Tre anni dopo la pubblicazione delle 95 tesi, Lutero brucia la bolla papale, andando incontro alla scomunica. Con quel gesto trasforma una disputa interna alla Chiesa in una contestazione che ne oltrepassa i confini. Negli anni seguenti, i movimenti di riforma diventano la Riforma, la Riforma diviene protestantesimo, la rottura si muta in organizzazioni e istituzioni, la protesta in potere, l’eresia in nuove forme di ortodossia. Oggi, l’espansione di questo insieme confessionale in tutto il mondo e la vitalità del movimento evangelicale contrastano con le difficoltà del protestantesimo in un Occidente sempre più secolarizzato. Ripercorrendo la storia del protestantesimo, Jean Baubérot ne interroga il rapporto con una modernità, in grande crisi, alla cui nascita ha contribuito.
Un estratto dal libro

La modernità protestante

Benché il protestantesimo non sia la sola ragione della nascita della modernità occidentale, ha giocato un ruolo attivo nel suo emergere e nel suo sviluppo, così come, d’altra parte, è esistita una modernità cattolica. Tuttavia, il ruolo delle dottrine nel cambiamento storico dipende dalla misura in cui queste sono comprese, tradotte nella vita sociale, mescolate le une con le altre, giungendo a conseguenze talvolta paradossali, impreviste dagli stessi protagonisti, e che, tuttavia, non sfuggono a una certa logica.
Rientra in questo discorso il rapporto tra protestantesimo e tolleranza. La critica di Lutero nega a qualunque autorità umana – il papa, il concilio, i magistrati – il diritto di imporre un credo religioso, una posizione che né lui né gli altri riformatori manterranno. Al contrario, coloro che mantennero salda questa posizione (come Castellion) non diventarono riformatori, dal momento che, di fronte alle condizioni storiche, quelle stesse convinzioni impedirono loro di assumere il ruolo di creatori di una chiesa.

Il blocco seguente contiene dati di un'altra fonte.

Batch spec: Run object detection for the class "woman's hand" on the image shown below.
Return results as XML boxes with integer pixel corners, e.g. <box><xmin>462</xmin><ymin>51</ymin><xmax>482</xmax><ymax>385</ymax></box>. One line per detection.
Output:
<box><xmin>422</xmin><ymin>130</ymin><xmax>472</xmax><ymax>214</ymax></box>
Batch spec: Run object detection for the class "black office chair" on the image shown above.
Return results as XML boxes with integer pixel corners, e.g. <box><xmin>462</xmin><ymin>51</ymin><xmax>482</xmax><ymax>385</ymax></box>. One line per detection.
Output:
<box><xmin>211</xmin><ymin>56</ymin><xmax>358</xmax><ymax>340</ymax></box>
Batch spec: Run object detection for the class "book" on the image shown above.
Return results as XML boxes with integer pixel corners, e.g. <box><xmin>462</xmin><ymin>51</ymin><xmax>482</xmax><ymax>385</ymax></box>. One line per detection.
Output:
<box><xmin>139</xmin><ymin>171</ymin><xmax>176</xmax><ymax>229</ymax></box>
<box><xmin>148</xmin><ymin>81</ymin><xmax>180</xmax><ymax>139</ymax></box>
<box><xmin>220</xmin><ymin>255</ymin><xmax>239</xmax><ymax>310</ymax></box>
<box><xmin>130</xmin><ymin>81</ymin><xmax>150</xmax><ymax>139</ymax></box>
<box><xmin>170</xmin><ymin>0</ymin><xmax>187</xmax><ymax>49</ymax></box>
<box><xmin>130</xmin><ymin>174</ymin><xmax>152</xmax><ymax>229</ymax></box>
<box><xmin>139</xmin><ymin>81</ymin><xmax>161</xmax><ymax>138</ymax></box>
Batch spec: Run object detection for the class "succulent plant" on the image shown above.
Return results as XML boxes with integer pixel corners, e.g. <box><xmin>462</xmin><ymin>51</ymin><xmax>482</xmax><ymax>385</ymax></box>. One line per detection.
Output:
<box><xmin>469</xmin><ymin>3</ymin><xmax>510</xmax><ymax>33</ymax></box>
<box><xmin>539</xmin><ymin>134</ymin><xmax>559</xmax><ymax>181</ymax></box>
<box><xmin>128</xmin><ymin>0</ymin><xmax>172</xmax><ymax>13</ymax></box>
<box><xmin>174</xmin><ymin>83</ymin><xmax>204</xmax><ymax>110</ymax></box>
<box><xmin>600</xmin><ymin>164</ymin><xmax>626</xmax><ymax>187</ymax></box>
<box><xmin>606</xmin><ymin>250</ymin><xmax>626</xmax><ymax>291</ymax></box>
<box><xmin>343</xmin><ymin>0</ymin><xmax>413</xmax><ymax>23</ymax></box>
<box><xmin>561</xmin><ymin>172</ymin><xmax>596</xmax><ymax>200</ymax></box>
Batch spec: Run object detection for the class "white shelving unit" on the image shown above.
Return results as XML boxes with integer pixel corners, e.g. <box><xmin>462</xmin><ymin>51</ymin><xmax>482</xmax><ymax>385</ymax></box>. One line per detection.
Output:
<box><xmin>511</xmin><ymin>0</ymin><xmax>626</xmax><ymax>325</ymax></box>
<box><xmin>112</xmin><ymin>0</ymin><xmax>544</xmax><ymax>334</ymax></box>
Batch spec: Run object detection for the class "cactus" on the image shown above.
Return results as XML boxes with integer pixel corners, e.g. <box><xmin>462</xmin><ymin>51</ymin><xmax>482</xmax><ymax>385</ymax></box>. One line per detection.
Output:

Edgar Quinet afferma che, se anche Lutero e Calvino avevano proclamato la libertà di culto, non avevano però mai portato a termine «l’ombra di una rivoluzione religiosa». Era necessario scardinare abitudini secolari di passiva sottomissione, imprimere altre abitudini morali: solo quando questo processo si è compiuto, il protestantesimo ha potuto introdurre la tolleranza, «ultimo termine» della sua rivoluzione.
Visione schematica e ipotesi interessante: creando una pluralità di chiese – agendo quindi in una frammentazione del potere religioso –, incrementando l’istruzione e il contatto diretto con la Scrittura, relativizzando la distinzione tra clero e laici, il protestantesimo non ha forse contribuito alla costruzione di società tolleranti e, anche nella sua posizione originaria, non ha forse avuto, al loro interno, un qualche peso storico? Il dibattito resta aperto.
Altri aspetti della modernità possono essere collegati al protestantesimo. Così, i medici britannici e olandesi considerano, a partire dal xvii secolo, l’oppio come un rimedio donato da Dio per alleviare il dolore, mentre non è così per i medici dei paesi latini, in cui la cultura cattolica considera la sofferenza un mezzo di redenzione.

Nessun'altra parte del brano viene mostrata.